Notebook Security Scanning: Investigate cleaning remote repository cache

Jose-Matsuda commented 2 years ago

EPIC: https://github.com/StatCan/daaas/issues/461

INVESTIGATE UPDATING XRAY OURSELVES

CURRENT STATUS 22/08/2022

remote proxy of acr has been removed from the index 17/08/2022, this did not appear to have a big effect on the xray-indexer storage, as the next day 18/08/2022 the space available went down 20Gb
the scanning of images on dev has been updated (18/08/2022) to be on Saturdays instead of every day, this seems to have had an impact as checking on 19/08/2022 the available disk space has not gone down much, at most 200 Mb
After we upgrade to XRAY 3.41.4 we might be able to mitigate this by setting a retention period.expanded in this comment w/ relevant links
[x] To check, see if on Monday 22/08/2022 if the available disk space according to the xray-indexer logs have gone down by ~20Gb
I have changed it to be twice a year, I will note that I find it odd that we only encountered this now when the notebook scanning job has been running for a longer time
There does not appear to be much for us to do unless we upgrade. We can wait for it to clear itself out a bit first
There might be some huge temporary files that need to be cleaned up

More info on the steps relating to XRAY

See last comment for pictures on whats going on in the pvc in terms of what folders are the big ones

Reasoning:

With us proxying the ACR via a remote repository, any downloaded artifacts are of course kept in the cache. This cache is limited, and it would be nice to delete the image from the cache after it has been downloaded (and been scanned)

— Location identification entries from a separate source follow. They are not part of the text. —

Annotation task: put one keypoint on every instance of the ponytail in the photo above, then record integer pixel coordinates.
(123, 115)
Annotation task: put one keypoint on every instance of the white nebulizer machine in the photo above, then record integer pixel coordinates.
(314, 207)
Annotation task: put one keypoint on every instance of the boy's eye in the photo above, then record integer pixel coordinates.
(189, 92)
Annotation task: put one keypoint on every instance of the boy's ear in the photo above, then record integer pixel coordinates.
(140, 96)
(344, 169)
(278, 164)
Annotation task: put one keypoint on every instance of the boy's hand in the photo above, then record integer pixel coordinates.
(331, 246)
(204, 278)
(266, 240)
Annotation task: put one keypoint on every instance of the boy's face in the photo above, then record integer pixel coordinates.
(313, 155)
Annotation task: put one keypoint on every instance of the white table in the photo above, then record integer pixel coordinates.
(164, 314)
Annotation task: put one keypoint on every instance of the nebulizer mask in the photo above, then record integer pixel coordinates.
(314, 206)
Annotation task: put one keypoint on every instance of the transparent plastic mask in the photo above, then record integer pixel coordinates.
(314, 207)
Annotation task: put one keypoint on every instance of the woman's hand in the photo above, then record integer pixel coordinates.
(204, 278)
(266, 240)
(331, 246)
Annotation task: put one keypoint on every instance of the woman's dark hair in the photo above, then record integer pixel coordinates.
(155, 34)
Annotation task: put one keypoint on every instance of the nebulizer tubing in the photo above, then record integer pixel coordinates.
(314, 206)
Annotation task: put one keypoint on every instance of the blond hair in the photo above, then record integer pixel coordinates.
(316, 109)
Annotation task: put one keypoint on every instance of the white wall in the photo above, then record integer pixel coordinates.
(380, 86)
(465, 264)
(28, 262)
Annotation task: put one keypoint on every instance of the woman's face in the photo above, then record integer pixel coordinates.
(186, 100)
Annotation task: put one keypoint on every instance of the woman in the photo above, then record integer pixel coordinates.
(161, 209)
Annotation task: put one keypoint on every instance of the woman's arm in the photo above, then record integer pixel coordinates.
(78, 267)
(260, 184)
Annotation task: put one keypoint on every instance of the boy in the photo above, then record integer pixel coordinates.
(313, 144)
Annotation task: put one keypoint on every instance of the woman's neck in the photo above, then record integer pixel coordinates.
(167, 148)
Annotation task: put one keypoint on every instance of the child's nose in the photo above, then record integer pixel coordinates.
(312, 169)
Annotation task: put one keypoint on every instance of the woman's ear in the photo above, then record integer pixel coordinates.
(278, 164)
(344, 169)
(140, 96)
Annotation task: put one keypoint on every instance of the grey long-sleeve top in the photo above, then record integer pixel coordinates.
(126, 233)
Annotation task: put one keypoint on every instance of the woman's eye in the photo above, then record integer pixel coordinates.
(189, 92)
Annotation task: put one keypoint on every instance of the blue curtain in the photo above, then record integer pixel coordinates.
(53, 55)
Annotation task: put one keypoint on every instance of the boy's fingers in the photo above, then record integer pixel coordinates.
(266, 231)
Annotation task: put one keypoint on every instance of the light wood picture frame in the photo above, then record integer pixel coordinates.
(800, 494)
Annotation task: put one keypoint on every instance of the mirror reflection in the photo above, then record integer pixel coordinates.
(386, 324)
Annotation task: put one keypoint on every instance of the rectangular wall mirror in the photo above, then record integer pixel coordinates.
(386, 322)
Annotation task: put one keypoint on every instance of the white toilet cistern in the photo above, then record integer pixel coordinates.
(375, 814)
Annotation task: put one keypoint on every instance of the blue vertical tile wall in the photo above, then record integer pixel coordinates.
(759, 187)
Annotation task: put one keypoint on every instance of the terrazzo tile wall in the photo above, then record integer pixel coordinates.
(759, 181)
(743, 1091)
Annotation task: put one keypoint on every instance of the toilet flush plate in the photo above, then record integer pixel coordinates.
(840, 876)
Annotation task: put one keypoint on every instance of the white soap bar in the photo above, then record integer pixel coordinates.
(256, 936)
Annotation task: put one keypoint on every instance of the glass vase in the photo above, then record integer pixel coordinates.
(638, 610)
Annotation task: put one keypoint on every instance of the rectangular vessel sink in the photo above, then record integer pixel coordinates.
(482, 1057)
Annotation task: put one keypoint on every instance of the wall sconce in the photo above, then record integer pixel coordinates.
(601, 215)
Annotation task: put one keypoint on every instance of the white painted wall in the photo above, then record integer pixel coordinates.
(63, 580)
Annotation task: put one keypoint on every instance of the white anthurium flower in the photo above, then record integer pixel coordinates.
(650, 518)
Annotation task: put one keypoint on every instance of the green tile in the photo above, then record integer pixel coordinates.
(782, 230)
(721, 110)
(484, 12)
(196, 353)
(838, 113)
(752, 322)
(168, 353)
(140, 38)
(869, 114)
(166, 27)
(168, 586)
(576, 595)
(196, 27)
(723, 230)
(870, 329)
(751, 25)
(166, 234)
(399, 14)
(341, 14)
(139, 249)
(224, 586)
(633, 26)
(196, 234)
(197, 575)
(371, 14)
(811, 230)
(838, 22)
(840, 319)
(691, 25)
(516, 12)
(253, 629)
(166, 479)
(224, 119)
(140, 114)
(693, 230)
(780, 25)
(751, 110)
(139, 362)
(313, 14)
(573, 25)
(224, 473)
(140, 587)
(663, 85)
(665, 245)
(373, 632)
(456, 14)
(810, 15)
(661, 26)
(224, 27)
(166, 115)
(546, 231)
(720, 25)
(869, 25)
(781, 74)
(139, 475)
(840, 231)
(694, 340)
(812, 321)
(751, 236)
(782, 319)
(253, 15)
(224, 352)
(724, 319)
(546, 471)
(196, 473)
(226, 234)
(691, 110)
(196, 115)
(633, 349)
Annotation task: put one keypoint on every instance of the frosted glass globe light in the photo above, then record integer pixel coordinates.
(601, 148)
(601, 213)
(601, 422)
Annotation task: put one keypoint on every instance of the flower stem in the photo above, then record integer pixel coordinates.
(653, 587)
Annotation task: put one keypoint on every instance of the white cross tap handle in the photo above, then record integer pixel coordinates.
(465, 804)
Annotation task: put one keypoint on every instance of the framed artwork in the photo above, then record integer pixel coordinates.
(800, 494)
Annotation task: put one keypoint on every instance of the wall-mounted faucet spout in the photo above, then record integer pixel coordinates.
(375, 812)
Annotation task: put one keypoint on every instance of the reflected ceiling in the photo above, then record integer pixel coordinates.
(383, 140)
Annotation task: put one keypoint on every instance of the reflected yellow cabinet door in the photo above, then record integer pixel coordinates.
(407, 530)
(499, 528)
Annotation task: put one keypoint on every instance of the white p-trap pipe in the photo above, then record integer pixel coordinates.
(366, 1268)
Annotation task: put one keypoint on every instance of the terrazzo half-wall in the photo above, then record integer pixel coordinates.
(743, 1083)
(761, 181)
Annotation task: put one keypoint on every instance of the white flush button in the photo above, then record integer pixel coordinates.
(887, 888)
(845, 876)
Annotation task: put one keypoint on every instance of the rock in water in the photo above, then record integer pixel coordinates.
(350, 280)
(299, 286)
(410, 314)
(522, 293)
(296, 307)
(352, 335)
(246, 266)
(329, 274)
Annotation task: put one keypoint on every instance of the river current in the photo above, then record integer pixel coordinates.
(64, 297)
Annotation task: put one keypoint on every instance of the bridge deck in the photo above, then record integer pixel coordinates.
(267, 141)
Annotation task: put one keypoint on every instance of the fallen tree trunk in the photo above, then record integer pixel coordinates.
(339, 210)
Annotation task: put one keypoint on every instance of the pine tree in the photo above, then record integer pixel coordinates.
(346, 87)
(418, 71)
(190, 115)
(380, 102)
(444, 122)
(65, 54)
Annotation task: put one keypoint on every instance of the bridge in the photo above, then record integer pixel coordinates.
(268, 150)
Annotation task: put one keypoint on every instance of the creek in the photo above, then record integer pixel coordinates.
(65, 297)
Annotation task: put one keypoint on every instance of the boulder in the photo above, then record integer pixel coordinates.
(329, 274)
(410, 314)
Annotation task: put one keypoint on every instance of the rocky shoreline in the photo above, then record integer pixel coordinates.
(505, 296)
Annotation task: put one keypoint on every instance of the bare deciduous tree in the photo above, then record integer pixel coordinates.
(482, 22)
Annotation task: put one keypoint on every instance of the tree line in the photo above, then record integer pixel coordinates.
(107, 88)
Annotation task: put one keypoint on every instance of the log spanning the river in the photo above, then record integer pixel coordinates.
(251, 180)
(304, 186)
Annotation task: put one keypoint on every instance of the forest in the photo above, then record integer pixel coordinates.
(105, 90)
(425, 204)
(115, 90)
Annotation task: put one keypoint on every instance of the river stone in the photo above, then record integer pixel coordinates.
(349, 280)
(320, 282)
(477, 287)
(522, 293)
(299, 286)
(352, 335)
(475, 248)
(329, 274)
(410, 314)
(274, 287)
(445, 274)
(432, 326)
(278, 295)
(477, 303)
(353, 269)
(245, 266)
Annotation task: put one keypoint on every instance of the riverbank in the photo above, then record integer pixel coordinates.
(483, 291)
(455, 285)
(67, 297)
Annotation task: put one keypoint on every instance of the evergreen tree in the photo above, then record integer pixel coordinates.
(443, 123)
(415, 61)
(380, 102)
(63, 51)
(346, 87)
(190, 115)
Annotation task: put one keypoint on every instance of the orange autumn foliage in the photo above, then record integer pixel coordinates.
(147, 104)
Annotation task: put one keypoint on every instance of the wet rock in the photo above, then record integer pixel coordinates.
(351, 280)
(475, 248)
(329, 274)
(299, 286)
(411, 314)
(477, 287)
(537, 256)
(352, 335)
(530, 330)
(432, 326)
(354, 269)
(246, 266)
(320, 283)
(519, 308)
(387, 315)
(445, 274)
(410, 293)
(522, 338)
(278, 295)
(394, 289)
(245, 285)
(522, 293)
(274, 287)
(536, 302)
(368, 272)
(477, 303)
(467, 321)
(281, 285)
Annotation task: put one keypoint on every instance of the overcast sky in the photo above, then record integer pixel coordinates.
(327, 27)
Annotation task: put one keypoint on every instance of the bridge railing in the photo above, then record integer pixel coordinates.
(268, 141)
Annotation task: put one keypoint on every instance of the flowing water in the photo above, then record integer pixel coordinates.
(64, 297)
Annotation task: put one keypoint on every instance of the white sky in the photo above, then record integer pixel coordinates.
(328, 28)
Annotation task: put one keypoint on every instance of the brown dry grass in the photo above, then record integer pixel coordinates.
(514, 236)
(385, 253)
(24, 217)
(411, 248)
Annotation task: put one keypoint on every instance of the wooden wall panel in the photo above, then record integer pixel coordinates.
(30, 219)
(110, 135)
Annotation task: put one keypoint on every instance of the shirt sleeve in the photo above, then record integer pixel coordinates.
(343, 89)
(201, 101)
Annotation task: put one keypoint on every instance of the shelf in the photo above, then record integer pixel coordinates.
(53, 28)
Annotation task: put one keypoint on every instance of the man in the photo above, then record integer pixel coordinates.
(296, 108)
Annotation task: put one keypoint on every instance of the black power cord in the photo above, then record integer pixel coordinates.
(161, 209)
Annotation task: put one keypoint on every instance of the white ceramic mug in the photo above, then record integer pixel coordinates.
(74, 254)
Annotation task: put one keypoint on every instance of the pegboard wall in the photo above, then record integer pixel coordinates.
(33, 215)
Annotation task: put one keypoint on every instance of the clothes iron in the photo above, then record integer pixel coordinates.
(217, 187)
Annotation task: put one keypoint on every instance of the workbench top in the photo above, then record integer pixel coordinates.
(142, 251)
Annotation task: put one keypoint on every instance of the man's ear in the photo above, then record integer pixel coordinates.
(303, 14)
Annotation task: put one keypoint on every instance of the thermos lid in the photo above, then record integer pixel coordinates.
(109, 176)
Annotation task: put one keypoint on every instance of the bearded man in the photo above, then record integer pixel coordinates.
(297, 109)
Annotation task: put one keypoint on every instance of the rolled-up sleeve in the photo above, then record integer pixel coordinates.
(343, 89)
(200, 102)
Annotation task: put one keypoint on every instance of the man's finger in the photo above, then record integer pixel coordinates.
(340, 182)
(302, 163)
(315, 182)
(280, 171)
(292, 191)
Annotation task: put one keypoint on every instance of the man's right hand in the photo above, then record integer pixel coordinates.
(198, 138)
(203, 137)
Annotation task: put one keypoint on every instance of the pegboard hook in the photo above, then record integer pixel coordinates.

This should take place after the pull has completed before going on to the next pull (Artifactory must also be configured to BLOCK downloads of unscanned / critical artifacts).

Some info https://github.com/StatCan/daaas/issues/960#issuecomment-1080965832

Jose-Matsuda commented 2 years ago

It doesn't seem like this is the exact spot that we need to be concerned about, but instead the worry might instead be our pvc named data-volume-jfrog-platform-xray-0 in the jfrog-system namespace which has a claim to a 2000Gi volume. Recently, we have had to resize the pvc to be even larger twice in the past 2 months (from 1.6 on around mid June to 2 in July).

While it is worth noting that the 'notebook cleanup' job has been running daily on dev for the past 4 months, upon looking at logs it almost seems as if it is not uniq'ing properly, possibly causing the same image to be pulled multiple times. See the following

94
Comparing and outputting a list of vulnerable images in the cluster------------
93
jupyterlab-cpu;v1
92
jupyterlab-cpu;v1

Where this is supposed to be a uniq. I will test this (as in this a script locally in dev and see what results I get, if I get the multiple of jupyterlab-cpu then something is clearly wrong.

Jose-Matsuda commented 2 years ago

Ok running that script I get (so it should be working just fine)

NVM I was looking at the wrong part of the log, in the downloaded log it does have

List of uniqe notebook images present in cluster-------------------------------
k8scc01covidacr.azurecr.io/jupyterlab-cpu:16b01881
k8scc01covidacr.azurecr.io/jupyterlab-cpu:v1
k8scc01covidacr.azurecr.io/remote-desktop:v1
k8scc01covidacr.azurecr.io/sas:latest
k8scc01covidacrdev.azurecr.io/jupyterlab-cpu:a60a0260
k8scc01covidacrdev.azurecr.io/jupyterlab-cpu:edb8ab7c

Jose-Matsuda commented 2 years ago

Reading into the specs of Artifactory / XRAY

Trying to glean any information that may be relevant to our disk getting full, will update this. Artifactory / XRAY Requirements, these do not appear to apply to this case as we don't work with a large amount of stored artifacts. According to Monitoring -> Storage we have around 116GB of total artifacts.

Looking at the JFrog Xray service and it notes these 5 microservices; these are all found in the containers of the jfrog-platform-xray-0 pod.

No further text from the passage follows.